Provincial courts in Saskatchewan now have official protocols in place in regard to smudging.
The new protocols lay out how someone can go about requesting a smudge in a provincial courtroom. Chief Judge for the Provincial Court of Saskatchewan, Shannon Metivier, told MBC Radio News that there are two specific instances where the new protocols could be applied.
“The protocol anticipates there might be two types of proceedings where smudging might be appropriate. One is part of a particular court proceedings; so that might be a witness to proceeding or a accused person or a victim,” she said.
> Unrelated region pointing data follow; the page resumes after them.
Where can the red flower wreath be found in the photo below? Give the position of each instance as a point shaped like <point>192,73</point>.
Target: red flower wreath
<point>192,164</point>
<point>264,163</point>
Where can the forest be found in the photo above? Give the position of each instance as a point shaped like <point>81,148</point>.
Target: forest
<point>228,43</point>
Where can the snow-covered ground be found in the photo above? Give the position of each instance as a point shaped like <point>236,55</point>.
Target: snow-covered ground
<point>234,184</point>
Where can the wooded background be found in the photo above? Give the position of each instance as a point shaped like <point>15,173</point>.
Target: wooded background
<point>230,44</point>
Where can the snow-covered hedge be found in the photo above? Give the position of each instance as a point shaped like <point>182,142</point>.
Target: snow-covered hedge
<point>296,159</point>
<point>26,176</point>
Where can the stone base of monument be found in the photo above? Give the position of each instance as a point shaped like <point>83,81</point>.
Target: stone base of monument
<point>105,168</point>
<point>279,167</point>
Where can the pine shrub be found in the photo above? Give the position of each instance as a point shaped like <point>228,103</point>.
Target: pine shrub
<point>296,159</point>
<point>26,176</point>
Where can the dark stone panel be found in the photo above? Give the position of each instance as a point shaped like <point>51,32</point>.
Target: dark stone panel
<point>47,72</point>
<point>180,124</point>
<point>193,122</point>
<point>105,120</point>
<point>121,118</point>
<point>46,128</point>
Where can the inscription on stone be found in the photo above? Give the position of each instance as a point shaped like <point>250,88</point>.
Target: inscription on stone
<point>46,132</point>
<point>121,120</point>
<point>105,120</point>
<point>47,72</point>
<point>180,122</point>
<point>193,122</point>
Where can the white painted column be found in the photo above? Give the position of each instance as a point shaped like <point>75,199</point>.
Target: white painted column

The second instance where the protocols could be looked to and used is at a ceremony where a new judge is being sworn in or when new court facilities are being opened up. Metivier said in the first instance the decision will be left up to individual judges, while in the second instance the decision will be made by the province’s chief judge.
Metivier explained the new protocols were developed by the provincial court’s Indigenous Communities Committee which is made up of some of the provincial court’s judges. The committee looks at issues surrounding reconciliation and Indigenous law. The chief judge said having an official set of protocols in place for smudging is important.
“I think it is important for reconciliation. It’s one thing to do something on an ad hoc basis, but it’s another to have a public facing protocol that makes it more accessible,” she said.
A smudge has already been done in a provincial courtroom using the new protocols. This happened when two people entered guilty pleas in Saskatoon for their roles in the death of Megan Gallagher. Prior to the new protocols officially going into effect people who were looking to request smudging had to put in a request to the Indigenous Communities Committee to get an approval.
The chief judge said the Gallagher hearing in Saskatoon is the only instance she knows of where the new protocols have been used. Metivier said she believes the new protocols will lead to smudging becoming a more common practice in Saskatchewan’s courts.
“I think they will just (become more common) because the public is aware of the opportunity. There might have been some lawyers or some members of the public who knew that it was possible before. Certainly in some of the First Nations communities we would see them more regularly, but this gives the public greater access by knowing how to apply and how to approach it,” she said.